Three pages in longhand are no problem for me, but I can assure you they'd be a problem for any reader foolish enough to take a peek -- a reader like, say, one of my daughters, when the box of spiral-bound notebooks is discovered a week or two after the funeral. "You know, I always wondered if Dad wasn't a little bitter about something, but that's not it at all: he was just an incorrigible whiner!" In my defense, Cameron advocates this sort of emotional enema. The thinking is if you get it out of your system first thing in the morning, you'll be more receptive to possibility the rest of the day. And it kinda sorta works, just not enough for me to add my impramatur to the back of the book (I try to keep an open mind, but I'm sorry: the New Age-speak really sticks in my craw. Dorothea Brande's book is easier medicine for hopeful skeptics like me).

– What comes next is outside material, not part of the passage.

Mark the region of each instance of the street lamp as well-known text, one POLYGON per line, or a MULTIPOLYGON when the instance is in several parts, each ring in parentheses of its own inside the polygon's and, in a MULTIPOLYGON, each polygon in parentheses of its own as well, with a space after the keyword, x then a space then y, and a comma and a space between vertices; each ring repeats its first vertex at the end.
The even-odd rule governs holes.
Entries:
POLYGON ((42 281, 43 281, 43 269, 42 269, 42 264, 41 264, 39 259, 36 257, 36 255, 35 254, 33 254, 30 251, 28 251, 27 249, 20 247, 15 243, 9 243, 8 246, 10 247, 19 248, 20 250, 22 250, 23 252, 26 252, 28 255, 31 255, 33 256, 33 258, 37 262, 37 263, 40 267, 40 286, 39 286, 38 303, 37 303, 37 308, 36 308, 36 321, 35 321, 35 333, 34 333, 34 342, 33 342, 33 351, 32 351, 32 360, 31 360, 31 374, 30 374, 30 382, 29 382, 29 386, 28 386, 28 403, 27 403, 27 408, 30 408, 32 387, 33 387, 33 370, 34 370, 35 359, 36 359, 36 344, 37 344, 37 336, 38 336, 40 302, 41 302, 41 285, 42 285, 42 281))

So I've given up my morning whine, because I cringe at the thought of it becoming the public record. I think a glossier, if less cathartic, approach is to be found in Brian Eno's journal. It's also a little easier to maintain, because if all you've got to say is a sentence or two, you say it and you're done. He is consistently conscientious about considering alternatives, a worthy habit for anyone to develop, so that is the tack I'm attempting.

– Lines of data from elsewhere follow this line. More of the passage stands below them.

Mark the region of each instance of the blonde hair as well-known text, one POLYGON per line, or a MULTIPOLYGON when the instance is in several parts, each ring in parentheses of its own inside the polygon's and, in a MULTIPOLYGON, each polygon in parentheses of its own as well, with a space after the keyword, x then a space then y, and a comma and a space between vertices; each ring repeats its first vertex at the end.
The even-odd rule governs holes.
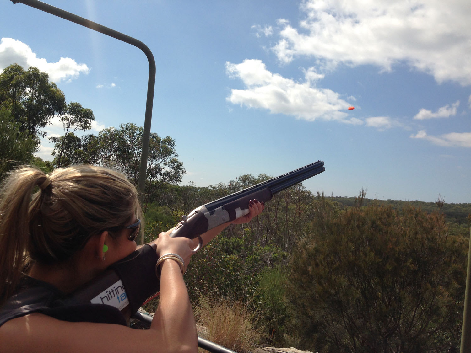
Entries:
POLYGON ((88 165, 50 176, 34 167, 13 171, 0 190, 0 306, 30 260, 65 261, 90 237, 127 225, 134 215, 142 218, 135 186, 114 171, 88 165), (32 197, 39 185, 43 189, 32 197))

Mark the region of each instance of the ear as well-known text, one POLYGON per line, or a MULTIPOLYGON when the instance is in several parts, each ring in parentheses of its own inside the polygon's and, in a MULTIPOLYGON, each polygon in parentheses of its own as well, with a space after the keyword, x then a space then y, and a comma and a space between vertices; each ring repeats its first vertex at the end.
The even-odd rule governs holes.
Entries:
POLYGON ((96 251, 97 257, 100 259, 103 258, 105 255, 105 252, 103 251, 103 246, 107 245, 106 243, 109 238, 108 235, 108 231, 104 231, 101 234, 99 234, 98 241, 97 242, 96 251))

Eno's perspective on things is invariably unique and bracing, qualities you still won't find in abundance in my journals. I'd say my enterprise isn't so much the art of journaling as it is the dross of journaling. I've used spiral-bound notebooks in this effort, also hardcover unlined sketchbooks (my preference). My father (a no-journal sort of person) once passed along a leather-bound journal he received as a gift. I wrote in it for a bit, then finally tore off and discarded the cover because its hoity-toity "Chin up, good fellow!" demeanor was getting in the way of my words.

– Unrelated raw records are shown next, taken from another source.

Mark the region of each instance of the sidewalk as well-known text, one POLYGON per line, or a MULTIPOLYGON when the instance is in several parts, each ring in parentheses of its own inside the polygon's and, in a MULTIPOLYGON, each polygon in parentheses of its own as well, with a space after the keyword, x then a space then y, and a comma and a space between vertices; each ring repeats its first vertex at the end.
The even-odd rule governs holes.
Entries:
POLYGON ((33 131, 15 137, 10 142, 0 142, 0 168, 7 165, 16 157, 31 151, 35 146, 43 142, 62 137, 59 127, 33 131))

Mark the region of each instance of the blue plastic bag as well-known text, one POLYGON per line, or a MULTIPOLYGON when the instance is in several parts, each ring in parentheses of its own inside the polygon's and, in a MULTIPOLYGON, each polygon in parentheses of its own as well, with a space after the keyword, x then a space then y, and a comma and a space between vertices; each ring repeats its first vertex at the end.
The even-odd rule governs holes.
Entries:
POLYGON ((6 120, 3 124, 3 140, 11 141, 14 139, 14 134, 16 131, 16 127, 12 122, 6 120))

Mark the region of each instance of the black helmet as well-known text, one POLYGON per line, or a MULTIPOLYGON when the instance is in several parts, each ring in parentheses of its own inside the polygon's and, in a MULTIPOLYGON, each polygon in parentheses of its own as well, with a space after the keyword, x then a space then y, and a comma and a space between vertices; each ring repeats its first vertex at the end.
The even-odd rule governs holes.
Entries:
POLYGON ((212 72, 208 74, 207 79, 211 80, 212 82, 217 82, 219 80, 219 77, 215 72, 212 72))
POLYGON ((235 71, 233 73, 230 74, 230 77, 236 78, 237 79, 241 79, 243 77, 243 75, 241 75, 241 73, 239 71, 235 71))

Obviously I'm not a Moleskines kinda guy. I understand their appeal -- used by Picasso, Van Gogh, Chatwin, Hemingway!! It may be these giants had their self-indulgent moleskine moments, but did their entries ever include: "Can't believe it: ankle still hurts! Bleah." I don't want to write that stuff in weenie leather-covered notebook that cost me $30. C'mon -- a thirty-dollar notebook!? Man, that better have cogito ergo sum on every freakin' page!
Or, failing that, this:
Now that is putting a Moleskine to good use! Link via Drawn!
4 comments:
WP,
Re.: ...one of my daughters, when the box of spiral-bound notebooks is discovered a week or two after the funeral. "You know, I always wondered if Dad wasn't a little bitter about something, but that's not it at all: he was just an incorrigible whiner!"
Not to worry, early 2000 musings, perhaps tabbed as "whining", will miraculously turn into Wisdom Psalms in the 2050's. Throw a little Green Tea on the pages and a pinch or two of cayenne pepper and you'll leave your kiddies some mulling-over material.
Quite the link you have there - he tells us how to pronounce "genre", but leaves us dangling when it comes to "Sitz im Leben". Also, he neglects to discuss the "Whingeing Psalm" - my specialty. Although the tea & cayenne remedy might be just the thing...
Have you checked out this or read Maud Newton's opinion of the whole Moleskin thing?
Sharp tongue.
Ah, yes: the beloved "Comp Book" - far and away the easiest notebook to send through the shredder once its filled with petty distractions. I'm with Maud on this one.